A summer hike up Clougha Pike
Above: Bowden
C
LOUGHA Pike is the ideal beginner's hill. When I went up, three young children with their grandparents were there, scampering about like young rabbits let out for the first time, all chuffed to bits to have reached the top.
Pronounced 'Cluffer', this is really a heap of gritstone boulders, a playground for boulder scrambling and thick with bilberries in late summer. These lonely moors are deserted except for the birds: grouse can be heard and seen, calling with their nervous 'go-back, go-back' call; curlew with their lonely piping bubble and lapwings with their alarmed screech in case their nesting is disturbed. Very occasionally you might see a hen harrier which has found a home in Bowland, to the delight of naturalists.
Gritstone was quarried here by the Romans for making 'querns' or millstones for grinding corn. You can still find them abandoned, perhaps rejected by Quality Control. Quernmore, the village at the foot of Clougha, takes its name from this connection although it is known as 'Quormer' locally.

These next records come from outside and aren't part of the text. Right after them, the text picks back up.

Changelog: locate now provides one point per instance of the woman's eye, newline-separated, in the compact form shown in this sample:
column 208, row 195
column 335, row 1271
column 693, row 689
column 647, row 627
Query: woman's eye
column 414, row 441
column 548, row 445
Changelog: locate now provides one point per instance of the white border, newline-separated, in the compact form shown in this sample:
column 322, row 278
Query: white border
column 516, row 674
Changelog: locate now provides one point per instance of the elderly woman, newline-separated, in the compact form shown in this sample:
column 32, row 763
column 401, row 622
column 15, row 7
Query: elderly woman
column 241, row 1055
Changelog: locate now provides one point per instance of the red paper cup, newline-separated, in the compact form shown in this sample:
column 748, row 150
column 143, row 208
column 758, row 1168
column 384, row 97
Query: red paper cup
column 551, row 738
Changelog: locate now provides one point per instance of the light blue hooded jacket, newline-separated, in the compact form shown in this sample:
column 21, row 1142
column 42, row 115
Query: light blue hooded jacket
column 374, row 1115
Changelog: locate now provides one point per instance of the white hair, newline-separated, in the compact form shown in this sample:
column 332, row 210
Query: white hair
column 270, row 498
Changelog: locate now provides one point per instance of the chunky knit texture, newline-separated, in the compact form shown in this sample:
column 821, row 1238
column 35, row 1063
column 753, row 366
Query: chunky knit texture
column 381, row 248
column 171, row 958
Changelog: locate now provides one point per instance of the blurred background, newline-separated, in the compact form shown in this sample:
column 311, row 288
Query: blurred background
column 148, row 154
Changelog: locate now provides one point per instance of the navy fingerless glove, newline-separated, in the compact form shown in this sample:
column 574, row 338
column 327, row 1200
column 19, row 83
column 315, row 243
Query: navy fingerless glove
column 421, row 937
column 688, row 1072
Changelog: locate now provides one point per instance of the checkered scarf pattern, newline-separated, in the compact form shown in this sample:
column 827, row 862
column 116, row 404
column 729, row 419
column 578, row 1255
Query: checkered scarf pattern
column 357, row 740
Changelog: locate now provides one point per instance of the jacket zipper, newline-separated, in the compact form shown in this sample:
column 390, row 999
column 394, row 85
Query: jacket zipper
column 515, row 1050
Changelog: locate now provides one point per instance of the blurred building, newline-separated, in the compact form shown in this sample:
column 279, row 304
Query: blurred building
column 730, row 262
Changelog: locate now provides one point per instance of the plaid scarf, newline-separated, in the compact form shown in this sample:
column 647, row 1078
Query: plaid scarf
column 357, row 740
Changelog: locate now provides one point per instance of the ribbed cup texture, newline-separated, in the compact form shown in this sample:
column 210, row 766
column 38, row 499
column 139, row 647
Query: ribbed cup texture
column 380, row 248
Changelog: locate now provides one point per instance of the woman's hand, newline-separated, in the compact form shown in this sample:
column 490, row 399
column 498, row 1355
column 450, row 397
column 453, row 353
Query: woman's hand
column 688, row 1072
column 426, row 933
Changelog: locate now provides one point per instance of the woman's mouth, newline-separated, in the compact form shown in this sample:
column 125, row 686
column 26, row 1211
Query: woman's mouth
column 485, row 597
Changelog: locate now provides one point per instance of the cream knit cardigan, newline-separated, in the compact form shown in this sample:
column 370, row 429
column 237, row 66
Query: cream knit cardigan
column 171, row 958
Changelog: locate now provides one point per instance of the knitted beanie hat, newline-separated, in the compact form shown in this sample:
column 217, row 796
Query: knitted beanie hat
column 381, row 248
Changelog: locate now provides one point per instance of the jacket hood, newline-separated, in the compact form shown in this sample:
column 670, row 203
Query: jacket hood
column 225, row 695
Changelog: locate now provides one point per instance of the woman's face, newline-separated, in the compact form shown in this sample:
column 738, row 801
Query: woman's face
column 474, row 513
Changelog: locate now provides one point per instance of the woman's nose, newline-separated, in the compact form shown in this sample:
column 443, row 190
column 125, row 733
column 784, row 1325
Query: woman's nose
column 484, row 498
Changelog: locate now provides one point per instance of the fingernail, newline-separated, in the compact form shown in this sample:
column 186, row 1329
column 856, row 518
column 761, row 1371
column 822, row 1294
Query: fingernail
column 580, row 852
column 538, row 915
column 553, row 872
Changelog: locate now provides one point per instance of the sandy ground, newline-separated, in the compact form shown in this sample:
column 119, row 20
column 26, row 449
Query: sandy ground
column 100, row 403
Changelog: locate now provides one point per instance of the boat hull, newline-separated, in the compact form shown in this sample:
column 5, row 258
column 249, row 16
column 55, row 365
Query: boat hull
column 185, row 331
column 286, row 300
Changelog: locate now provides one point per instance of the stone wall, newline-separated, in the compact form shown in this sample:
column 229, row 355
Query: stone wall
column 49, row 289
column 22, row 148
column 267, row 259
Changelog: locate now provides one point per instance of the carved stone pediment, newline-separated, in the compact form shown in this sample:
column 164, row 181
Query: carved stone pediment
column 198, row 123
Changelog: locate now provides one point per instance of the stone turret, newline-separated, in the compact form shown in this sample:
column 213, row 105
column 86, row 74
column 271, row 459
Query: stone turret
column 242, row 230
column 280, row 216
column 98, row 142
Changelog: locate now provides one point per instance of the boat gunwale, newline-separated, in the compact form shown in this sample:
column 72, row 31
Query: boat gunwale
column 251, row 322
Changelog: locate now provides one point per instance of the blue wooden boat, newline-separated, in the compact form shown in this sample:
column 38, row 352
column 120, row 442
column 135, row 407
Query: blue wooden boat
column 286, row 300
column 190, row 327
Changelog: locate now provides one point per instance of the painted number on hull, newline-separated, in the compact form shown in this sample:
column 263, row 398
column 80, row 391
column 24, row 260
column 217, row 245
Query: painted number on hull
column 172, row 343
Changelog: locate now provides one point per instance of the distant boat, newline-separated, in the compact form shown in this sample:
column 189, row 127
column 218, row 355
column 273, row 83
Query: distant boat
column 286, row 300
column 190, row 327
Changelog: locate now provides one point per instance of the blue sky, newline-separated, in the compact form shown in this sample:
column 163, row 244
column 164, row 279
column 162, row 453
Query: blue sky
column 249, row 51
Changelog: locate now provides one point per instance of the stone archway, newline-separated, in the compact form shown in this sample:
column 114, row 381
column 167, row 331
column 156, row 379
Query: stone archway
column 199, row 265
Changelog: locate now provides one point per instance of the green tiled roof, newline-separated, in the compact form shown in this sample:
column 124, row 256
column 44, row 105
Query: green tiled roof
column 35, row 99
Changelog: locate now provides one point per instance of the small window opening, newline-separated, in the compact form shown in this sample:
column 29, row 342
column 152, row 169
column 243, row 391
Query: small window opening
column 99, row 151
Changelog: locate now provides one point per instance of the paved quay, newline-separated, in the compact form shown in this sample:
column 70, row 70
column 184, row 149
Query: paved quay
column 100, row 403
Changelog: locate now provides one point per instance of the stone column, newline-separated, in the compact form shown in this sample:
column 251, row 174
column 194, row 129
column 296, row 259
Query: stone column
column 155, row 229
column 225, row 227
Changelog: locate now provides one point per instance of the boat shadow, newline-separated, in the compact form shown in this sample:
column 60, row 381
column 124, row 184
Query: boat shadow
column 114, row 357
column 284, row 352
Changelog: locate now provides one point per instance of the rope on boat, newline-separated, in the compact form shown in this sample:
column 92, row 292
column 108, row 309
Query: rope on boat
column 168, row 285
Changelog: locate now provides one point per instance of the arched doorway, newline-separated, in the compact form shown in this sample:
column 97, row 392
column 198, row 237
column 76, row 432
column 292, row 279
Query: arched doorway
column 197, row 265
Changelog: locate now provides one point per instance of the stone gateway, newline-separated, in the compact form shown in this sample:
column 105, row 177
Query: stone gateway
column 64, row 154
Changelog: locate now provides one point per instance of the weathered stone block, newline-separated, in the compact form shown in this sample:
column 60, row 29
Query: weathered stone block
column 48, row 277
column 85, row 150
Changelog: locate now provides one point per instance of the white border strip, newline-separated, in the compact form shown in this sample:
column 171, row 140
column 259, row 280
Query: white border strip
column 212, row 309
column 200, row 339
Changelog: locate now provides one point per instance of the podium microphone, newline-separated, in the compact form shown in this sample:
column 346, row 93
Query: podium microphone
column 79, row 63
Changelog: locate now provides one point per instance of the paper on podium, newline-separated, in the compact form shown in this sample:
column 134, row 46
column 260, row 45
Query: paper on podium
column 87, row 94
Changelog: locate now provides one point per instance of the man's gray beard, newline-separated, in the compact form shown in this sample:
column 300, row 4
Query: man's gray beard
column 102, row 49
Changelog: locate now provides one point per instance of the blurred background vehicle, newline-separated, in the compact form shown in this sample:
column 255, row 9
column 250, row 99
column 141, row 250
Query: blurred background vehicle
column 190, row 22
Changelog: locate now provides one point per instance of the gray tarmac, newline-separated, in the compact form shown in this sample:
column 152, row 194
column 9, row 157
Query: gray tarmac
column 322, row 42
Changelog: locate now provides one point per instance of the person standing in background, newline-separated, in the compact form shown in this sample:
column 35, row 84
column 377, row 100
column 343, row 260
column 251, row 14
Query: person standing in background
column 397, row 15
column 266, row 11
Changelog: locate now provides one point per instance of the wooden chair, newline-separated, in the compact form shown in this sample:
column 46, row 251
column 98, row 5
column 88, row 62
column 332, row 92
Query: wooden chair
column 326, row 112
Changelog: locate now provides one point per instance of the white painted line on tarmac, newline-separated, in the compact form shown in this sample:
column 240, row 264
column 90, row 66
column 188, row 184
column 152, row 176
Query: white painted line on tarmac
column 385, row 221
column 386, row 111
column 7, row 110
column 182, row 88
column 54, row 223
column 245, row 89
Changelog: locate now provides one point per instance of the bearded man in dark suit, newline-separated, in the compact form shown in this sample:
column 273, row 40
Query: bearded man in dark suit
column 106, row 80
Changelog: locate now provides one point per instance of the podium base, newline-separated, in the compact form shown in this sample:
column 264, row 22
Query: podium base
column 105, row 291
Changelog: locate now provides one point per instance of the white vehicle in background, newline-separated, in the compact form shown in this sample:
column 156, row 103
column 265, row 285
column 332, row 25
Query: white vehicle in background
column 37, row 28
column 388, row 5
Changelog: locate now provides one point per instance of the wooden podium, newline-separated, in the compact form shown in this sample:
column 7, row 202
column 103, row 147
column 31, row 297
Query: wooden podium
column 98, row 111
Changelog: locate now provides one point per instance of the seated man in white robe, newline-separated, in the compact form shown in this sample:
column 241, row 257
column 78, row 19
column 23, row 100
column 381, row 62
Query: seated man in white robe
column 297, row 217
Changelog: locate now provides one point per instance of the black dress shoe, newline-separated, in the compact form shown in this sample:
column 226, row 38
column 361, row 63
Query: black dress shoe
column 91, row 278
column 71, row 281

This is the first high ground from the sea and it can be wet and hostile for much of the year. Yet in dry weather it is like a tinderbox with a high risk of moorland fire. This is Access land, meaning we are allowed on it by agreement with the landowner, the Duke of Westminster. Dogs are not welcome not even on a lead, but walkers are so let's get on with the walk.
Park at Birk Bank car park on Rigg Lane, a single track road that runs over to Littledale. It gets its name from the vast heap of rocks that rises like a rampart from the fell side and was used as a firing range between the wars. Occasionally old shells are discovered and indeed I discovered one myself once, an evil looking thing corroded and rusty. I gingerly handed it over to the Ranger who was not best pleased. The feeling was I should have left it where it was but it seemed to me better to get it dealt with.
Leave the car park by the gate that leads to the open fell on a clear track, taking the right where the track divides. When you meet a gate, turn down left and cross an area of boggy ground by some wooden boards. Follow the path up through gorse and young oak trees and we come to a wall corner and a choice of two ladder stiles.
Climb the one on the right and follow the wall quite steeply up a bank until the feint path levels out on the open fell. Ahead, a wall is seen crossing our way and we should aim for the right hand end, crossing an area of marshy grass. Go round the end of the wall as it turns left and stay with it till it turns right where a little wicket gate is found. Ahead, the rocky ridge of Clougha stands, our objective.
The path becomes more obvious thanks to the passage of boots over the years which has worn through the vegetation to the brown peat beneath. Rocky outcrops start to become more prominent as we gain gradual height until we pass through a gap in the jumbled boulders to gain the ridge which has a wall running along it with fence posts at intervals. Our path goes right and we pick our way among the rocks heading for the plateau, keeping the wall on our left.
When the wall dog-legs right, clamber through it and continue along what is now a fence line for about 100 yards before striking away half right towards the summit. The scattered rocks clustered around the white triangulation column mark the actual summit of Clougha Pike. Three shelters, open to the sky, offer some protection from the wind and provide a handy spot to raid the rucksack. The view from here on clear days is superb. To the east, the empty moors towards Ward Stone, to the northeast the stick-like windmills of Caton Moor Wind Farm, to the west the estuary of the River Lune and the conurbation of Lancaster and Morecambe. If you are very lucky it is sometimes possible to glimpse the Isle of Man. This is a fine spot for contemplation and I am reluctant to leave it.
But leave it we must and the path down heads west aiming for a farm seen below among the trees. The path is quite worn descending steeply at first then becoming more gradual across Rowten Brook Fell and crossing Rowten Brook whose course we follow all the way down to the farm. The stream has cut a deep channel in the peat and acts as our guide through two gates on a clear track. Approaching Rooten
Brook Farm the track cuts right, crosses the stream and turns left by which time the frenzied barking of dogs starts up. Don't worry, they are all penned in. I can only assume that the spelling of Rooten Brook Farm was to distinguish it from the neighbouring Rowten Brook Farm.
Follow down through the farm buildings, the track becoming surfaced. Cross the brook again in a wood and look for an opening on the right just before a green-painted wooden building. Follow this ancient track between walls and at a broken down gate emerge into sheep pasture. Look for the roof of a stone house ahead in a dip and make directly for it. The field drops away and a stile leads to the access track right in front of the front door of the nicely restored house, The Old Mill House. Walk down to the road and turn right and in 300 yards take the lane on the right, Rigg Lane, the single track road that leads to our car park. To the left Quernmore Church can be seen against a backdrop of trees, a beautiful setting for a country church.